Em 24 de fevereiro de 2022, dia da invasão em grande escala da Ucrânia pela Rússia, o presidente ucraniano Volodymyr Zelensky assinou um decreto geral que instaurou a lei marcial. Nos primeiros meses da guerra em grande escala, o exército ucraniano e as forças de defesa territorial (tropas terrestres locais) cresceram rapidamente após um afluxo de voluntários e reservistas altamente motivados. Durante 2023, no entanto, especialmente após a contraofensiva fracassada no verão daquele ano, o número decrescente de novos recrutas para as Forças Armadas da Ucrânia (Zbroyni Syly Ukrainy – ZSU) tornou-se um problema crescente. No final do ano, a escassez de mão de obra começou a ser reconhecida publicamente pelas autoridades ucranianas.

Em 19 de dezembro de 2023, o presidente Zelensky disse aos jornalistas numa conferência de imprensa que as forças armadas ucranianas tinham identificado a necessidade de mobilizar mais 450 000 a 500 000 soldados. Esta revelou-se uma tarefa complexa. A mobilização era e continua a ser urgentemente necessária para substituir as baixas, rodar as tropas exaustas e reunir mão de obra suficiente para resistir e, se possível, reverter as ofensivas russas. No entanto, a mobilização tornou-se cada vez mais impopular entre a população e é um fardo económico para um país com um produto interno bruto (PIB) em declínio.
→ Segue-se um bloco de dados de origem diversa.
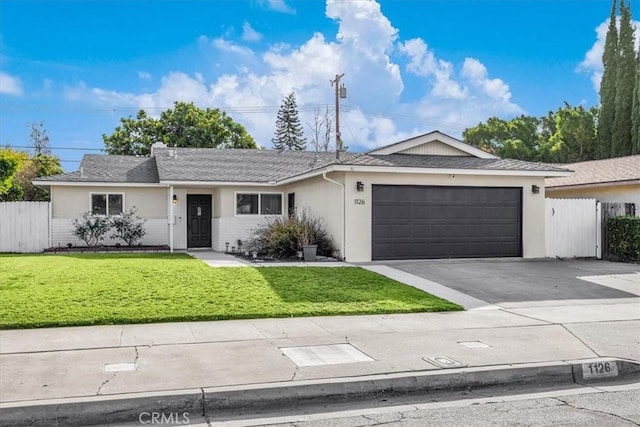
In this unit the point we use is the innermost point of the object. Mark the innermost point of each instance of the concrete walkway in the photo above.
(53, 370)
(220, 259)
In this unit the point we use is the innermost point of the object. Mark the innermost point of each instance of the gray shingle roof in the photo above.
(449, 162)
(236, 165)
(264, 166)
(600, 171)
(105, 168)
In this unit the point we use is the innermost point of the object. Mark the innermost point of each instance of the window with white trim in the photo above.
(258, 203)
(108, 204)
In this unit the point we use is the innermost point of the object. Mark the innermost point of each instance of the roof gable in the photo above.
(433, 144)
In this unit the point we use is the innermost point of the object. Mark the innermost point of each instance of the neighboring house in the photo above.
(431, 196)
(607, 180)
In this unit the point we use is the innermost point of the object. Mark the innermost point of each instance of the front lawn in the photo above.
(92, 289)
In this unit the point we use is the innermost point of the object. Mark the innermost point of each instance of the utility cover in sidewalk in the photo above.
(474, 344)
(325, 355)
(443, 362)
(119, 367)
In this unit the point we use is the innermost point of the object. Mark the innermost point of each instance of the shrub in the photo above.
(128, 227)
(624, 237)
(91, 229)
(283, 236)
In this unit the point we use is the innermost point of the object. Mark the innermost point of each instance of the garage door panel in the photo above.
(412, 222)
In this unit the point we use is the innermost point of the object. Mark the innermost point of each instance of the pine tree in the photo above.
(635, 113)
(625, 85)
(608, 88)
(289, 134)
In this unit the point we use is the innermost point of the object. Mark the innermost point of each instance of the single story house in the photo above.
(431, 196)
(607, 180)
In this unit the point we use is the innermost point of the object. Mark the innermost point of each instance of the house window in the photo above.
(107, 204)
(258, 203)
(247, 204)
(271, 204)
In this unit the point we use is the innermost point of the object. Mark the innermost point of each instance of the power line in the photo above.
(53, 148)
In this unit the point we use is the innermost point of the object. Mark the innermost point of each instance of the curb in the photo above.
(276, 396)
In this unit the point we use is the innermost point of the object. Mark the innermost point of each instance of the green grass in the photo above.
(98, 289)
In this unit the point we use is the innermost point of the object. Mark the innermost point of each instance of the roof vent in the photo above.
(157, 145)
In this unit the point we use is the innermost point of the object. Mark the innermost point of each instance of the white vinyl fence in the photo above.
(573, 228)
(24, 226)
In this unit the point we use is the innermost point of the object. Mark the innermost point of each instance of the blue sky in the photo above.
(411, 66)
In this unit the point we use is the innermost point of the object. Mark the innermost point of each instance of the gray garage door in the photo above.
(413, 222)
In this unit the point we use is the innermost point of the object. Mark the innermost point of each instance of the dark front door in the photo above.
(412, 222)
(291, 204)
(199, 220)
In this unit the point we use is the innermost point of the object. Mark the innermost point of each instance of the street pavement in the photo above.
(78, 370)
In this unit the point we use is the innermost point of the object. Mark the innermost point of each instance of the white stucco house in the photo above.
(606, 180)
(430, 196)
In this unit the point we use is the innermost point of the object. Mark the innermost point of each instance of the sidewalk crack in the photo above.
(105, 383)
(580, 339)
(581, 408)
(293, 377)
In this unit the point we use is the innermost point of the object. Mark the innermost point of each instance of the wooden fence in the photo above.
(24, 226)
(572, 228)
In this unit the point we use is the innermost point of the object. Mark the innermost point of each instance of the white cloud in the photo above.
(477, 75)
(10, 85)
(592, 62)
(277, 6)
(367, 49)
(423, 62)
(229, 46)
(249, 33)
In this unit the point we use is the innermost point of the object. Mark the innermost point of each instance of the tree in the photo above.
(625, 81)
(608, 88)
(565, 135)
(321, 130)
(183, 126)
(9, 165)
(289, 134)
(574, 135)
(487, 136)
(40, 138)
(635, 111)
(18, 187)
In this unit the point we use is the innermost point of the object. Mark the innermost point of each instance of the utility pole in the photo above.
(341, 92)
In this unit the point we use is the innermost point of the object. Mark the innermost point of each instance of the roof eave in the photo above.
(449, 171)
(595, 185)
(95, 184)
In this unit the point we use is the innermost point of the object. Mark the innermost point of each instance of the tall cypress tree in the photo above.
(289, 134)
(635, 111)
(625, 84)
(608, 88)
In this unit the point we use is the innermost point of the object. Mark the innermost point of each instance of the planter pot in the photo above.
(310, 252)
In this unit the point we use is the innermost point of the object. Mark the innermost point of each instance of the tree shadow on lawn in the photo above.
(344, 285)
(118, 255)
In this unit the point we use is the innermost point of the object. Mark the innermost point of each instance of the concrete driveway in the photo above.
(517, 280)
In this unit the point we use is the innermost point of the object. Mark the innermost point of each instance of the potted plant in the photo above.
(309, 250)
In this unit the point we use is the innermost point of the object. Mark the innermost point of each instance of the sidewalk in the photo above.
(94, 365)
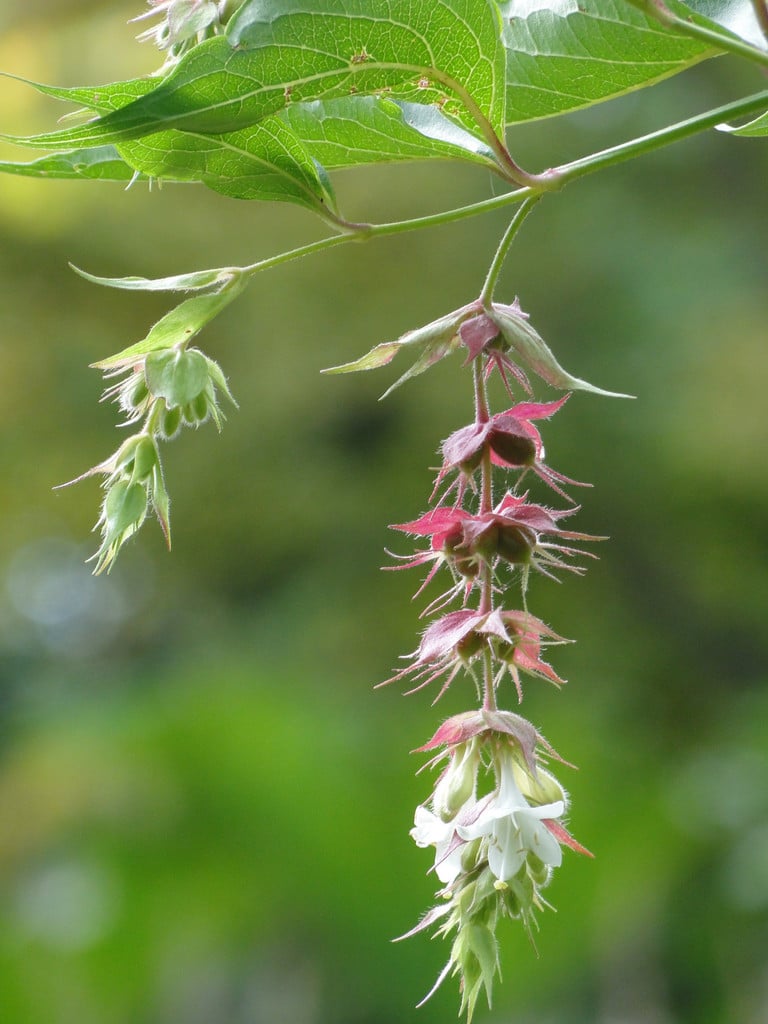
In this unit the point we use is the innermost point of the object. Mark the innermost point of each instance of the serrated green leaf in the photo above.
(177, 327)
(736, 16)
(360, 130)
(446, 51)
(264, 162)
(565, 54)
(102, 163)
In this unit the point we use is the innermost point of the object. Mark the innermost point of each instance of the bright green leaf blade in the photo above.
(754, 129)
(360, 130)
(565, 54)
(180, 325)
(736, 16)
(102, 163)
(264, 162)
(446, 51)
(198, 281)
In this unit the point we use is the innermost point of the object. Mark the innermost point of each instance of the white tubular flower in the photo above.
(429, 829)
(512, 828)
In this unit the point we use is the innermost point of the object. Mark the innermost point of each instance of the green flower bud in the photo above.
(145, 459)
(125, 507)
(170, 422)
(176, 376)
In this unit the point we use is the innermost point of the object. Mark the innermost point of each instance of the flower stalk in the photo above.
(496, 817)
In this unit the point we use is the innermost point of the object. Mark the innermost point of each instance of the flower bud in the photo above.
(511, 443)
(177, 376)
(170, 422)
(457, 783)
(144, 460)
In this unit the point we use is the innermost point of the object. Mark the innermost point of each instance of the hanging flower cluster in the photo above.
(184, 24)
(163, 391)
(496, 814)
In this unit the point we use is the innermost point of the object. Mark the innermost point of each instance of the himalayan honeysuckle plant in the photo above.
(264, 100)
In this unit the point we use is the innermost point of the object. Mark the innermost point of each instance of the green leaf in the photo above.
(198, 281)
(177, 327)
(266, 162)
(102, 163)
(736, 16)
(433, 342)
(372, 129)
(754, 129)
(536, 353)
(565, 54)
(283, 51)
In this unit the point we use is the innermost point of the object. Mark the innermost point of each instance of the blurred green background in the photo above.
(204, 806)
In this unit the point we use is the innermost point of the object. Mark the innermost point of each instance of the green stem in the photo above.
(501, 254)
(720, 40)
(761, 12)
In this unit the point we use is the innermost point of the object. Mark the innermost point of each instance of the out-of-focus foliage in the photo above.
(204, 807)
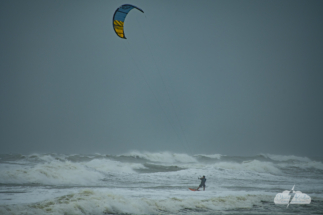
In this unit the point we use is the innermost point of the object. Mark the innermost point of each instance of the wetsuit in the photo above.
(203, 180)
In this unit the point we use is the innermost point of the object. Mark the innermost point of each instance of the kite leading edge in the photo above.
(119, 17)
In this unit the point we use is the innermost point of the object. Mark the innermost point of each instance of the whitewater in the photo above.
(156, 183)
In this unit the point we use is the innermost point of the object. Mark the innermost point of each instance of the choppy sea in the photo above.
(156, 183)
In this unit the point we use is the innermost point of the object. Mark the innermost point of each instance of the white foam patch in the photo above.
(102, 202)
(286, 157)
(214, 156)
(163, 157)
(56, 172)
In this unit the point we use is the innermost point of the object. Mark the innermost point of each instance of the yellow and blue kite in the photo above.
(119, 17)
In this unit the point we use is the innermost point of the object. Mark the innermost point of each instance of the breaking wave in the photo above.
(98, 202)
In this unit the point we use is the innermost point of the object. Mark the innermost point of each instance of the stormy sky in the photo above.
(228, 77)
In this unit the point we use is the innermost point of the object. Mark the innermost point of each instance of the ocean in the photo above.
(156, 183)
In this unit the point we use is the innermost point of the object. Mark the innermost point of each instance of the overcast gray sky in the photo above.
(228, 77)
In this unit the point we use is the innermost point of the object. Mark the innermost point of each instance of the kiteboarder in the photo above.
(203, 180)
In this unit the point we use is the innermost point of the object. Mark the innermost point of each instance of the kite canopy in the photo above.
(119, 17)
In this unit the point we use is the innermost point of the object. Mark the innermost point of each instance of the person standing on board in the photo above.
(203, 180)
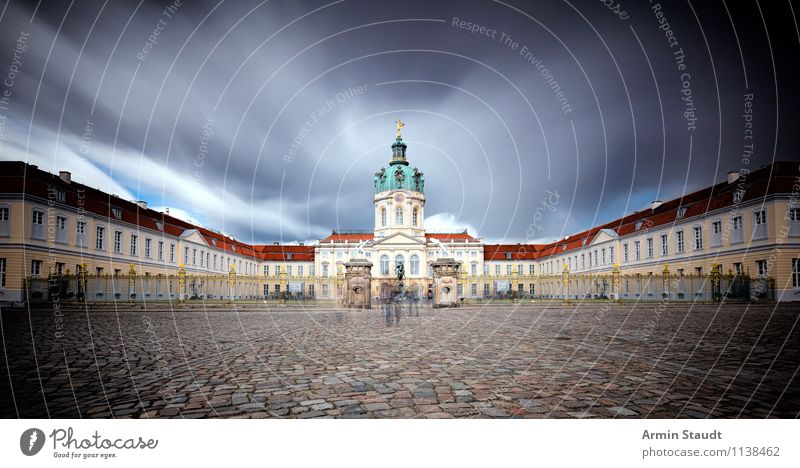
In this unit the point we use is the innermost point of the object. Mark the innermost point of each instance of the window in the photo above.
(36, 267)
(736, 229)
(793, 214)
(716, 233)
(61, 229)
(80, 234)
(760, 224)
(761, 267)
(795, 272)
(415, 264)
(99, 237)
(698, 238)
(37, 225)
(5, 227)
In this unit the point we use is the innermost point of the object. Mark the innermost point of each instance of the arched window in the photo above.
(414, 265)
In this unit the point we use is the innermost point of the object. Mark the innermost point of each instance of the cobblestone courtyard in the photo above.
(528, 361)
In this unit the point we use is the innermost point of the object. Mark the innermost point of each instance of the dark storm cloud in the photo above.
(268, 120)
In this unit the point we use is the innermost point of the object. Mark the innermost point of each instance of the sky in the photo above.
(267, 120)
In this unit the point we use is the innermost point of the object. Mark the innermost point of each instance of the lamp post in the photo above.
(181, 281)
(231, 282)
(514, 281)
(284, 283)
(131, 282)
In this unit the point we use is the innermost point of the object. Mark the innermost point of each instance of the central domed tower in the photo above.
(399, 195)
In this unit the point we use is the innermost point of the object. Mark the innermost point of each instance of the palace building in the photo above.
(738, 239)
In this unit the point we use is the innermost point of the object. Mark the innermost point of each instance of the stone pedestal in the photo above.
(445, 282)
(358, 276)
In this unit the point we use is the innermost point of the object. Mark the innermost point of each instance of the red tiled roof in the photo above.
(515, 251)
(18, 177)
(336, 237)
(456, 237)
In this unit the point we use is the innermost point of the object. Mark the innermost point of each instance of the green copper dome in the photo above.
(399, 175)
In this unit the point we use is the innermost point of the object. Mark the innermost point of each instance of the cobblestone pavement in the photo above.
(528, 361)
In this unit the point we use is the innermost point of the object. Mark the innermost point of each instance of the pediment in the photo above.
(398, 239)
(193, 235)
(604, 235)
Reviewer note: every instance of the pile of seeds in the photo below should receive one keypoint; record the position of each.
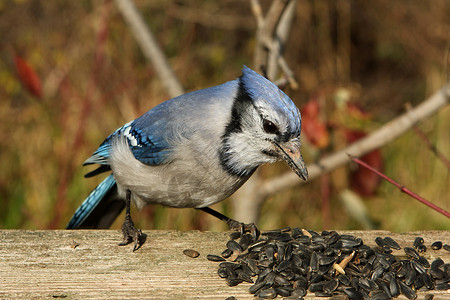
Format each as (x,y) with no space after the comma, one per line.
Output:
(289,263)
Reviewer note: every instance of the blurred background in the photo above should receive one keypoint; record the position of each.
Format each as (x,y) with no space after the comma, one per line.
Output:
(71,73)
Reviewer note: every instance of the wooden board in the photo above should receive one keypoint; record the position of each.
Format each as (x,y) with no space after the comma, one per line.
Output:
(44,264)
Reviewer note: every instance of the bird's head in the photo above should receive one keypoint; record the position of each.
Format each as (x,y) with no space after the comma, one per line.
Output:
(264,127)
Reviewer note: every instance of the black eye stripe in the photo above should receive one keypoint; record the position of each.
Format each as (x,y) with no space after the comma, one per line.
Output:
(270,127)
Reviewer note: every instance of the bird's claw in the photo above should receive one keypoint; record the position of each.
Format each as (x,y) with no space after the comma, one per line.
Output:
(130,234)
(243,228)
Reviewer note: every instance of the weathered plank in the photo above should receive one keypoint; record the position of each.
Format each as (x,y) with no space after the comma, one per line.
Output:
(43,264)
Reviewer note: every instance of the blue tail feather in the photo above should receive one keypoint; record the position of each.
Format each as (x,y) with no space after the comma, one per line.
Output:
(92,201)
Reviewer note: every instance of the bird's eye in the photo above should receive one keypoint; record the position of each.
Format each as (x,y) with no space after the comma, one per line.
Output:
(269,127)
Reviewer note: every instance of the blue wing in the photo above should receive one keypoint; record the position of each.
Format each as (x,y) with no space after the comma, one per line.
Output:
(91,203)
(147,148)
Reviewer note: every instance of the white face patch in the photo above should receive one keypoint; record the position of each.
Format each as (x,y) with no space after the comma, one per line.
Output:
(132,140)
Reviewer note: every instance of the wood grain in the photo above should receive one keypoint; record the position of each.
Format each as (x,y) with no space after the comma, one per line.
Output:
(44,264)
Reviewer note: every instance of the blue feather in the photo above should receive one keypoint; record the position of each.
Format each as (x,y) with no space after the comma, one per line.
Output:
(91,202)
(148,149)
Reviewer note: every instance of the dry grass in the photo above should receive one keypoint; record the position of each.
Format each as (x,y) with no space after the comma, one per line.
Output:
(94,79)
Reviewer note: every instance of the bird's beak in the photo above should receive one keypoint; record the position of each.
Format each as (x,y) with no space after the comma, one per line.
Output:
(290,152)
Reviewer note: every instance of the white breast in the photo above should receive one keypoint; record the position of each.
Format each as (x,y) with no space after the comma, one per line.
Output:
(193,177)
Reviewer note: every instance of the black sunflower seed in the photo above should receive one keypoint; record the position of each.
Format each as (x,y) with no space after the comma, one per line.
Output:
(421,248)
(418,241)
(436,245)
(212,257)
(226,253)
(331,285)
(391,243)
(394,289)
(269,293)
(407,291)
(411,252)
(234,246)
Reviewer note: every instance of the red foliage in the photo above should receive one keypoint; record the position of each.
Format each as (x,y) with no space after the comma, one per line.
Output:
(28,77)
(314,129)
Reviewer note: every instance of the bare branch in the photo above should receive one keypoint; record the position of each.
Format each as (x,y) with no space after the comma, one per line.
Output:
(375,140)
(150,47)
(401,187)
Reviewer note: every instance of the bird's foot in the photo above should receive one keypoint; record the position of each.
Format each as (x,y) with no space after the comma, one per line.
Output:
(131,233)
(243,228)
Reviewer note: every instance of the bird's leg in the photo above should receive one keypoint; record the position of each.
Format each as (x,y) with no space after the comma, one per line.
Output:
(233,224)
(130,233)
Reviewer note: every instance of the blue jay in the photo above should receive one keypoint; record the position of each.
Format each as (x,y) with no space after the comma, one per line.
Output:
(193,151)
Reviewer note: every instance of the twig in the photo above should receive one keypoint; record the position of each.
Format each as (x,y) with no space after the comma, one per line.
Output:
(150,47)
(431,146)
(401,187)
(376,139)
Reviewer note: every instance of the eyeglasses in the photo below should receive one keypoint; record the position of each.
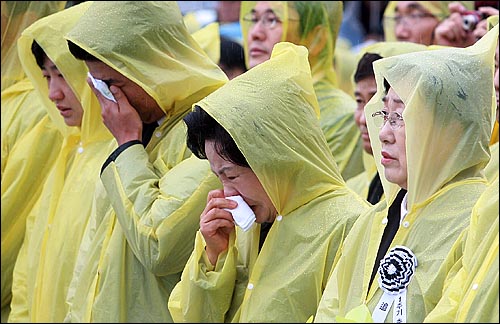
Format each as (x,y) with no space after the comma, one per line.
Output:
(411,19)
(268,20)
(381,117)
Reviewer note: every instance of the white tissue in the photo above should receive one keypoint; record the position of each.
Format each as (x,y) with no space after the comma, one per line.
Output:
(243,215)
(102,87)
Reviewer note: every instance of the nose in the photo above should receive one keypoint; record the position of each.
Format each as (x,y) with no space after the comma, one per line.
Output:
(402,30)
(257,31)
(362,118)
(230,191)
(55,90)
(386,134)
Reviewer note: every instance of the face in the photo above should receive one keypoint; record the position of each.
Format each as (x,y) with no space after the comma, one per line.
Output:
(497,86)
(62,95)
(364,91)
(146,106)
(238,180)
(261,39)
(394,143)
(414,23)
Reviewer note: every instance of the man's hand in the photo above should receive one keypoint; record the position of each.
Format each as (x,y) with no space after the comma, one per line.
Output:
(120,118)
(450,31)
(216,224)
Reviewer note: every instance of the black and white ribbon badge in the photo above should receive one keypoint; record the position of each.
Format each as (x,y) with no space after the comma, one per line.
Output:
(396,270)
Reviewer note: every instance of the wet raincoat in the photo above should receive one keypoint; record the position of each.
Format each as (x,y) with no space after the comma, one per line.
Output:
(449,99)
(55,225)
(438,8)
(147,212)
(16,16)
(271,113)
(492,168)
(319,27)
(361,182)
(21,110)
(29,150)
(472,294)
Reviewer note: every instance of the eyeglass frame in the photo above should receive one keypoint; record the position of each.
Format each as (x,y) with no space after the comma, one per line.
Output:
(395,122)
(251,19)
(415,17)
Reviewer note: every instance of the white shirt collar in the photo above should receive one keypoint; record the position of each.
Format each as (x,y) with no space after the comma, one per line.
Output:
(404,208)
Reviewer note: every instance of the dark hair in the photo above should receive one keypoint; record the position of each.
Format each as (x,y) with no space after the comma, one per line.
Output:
(39,54)
(81,54)
(202,127)
(231,54)
(365,66)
A lei de mobilização de 2024

primeiro projeto de uma nova lei de mobilização foi apresentado ao parlamento ucraniano, a Verkhovna Rada, em 25 de dezembro de 2023. Foi imediatamente criticado por políticos e várias instituições, bem como pelo público ucraniano, por restringir os direitos dos recrutas e aumentar o risco de corrupção. Um novo projeto de lei (n.º 10449) foi publicado em 30 de janeiro de 2024. Apesar de terem sido apresentadas mais de 4000 alterações, foi rapidamente aprovado pelo Verkhovna Rada em 11 de abril e promulgado pelo presidente Zelenskyi cinco dias depois. Esta lei, que entrou em vigor a 18 de maio como Lei n.º 3633-IX, constituiu uma reforma jurídica significativa do serviço militar, da mobilização e do registo militar. Simplifica o processo, garante procedimentos mais transparentes e estabelece diretrizes claras para os cidadãos e as autoridades sobre o recrutamento e as obrigações militares. As principais disposições da lei são apresentadas abaixo.

Registo militar

  • Todos os homens elegíveis para o serviço militar (recrutas e reservistas com idades entre 18 e 60 anos) devem atualizar os seus dados pessoais no registo militar – no centro de recrutamento territorial, no Centro de Serviços Administrativos ou através de um gabinete eletrónico chamado «Reserv+» – no prazo de 60 dias após a entrada em vigor da lei.
  • Os cidadãos registados devem ter sempre consigo os seus documentos de registo militar e apresentá-los sempre que solicitado pelas autoridades ou pela polícia.
  • A lei permite o registo voluntário, em vez de obrigatório, por meios eletrónicos e elimina medidas como a restrição de viagens dos infratores ou a apreensão de fundos.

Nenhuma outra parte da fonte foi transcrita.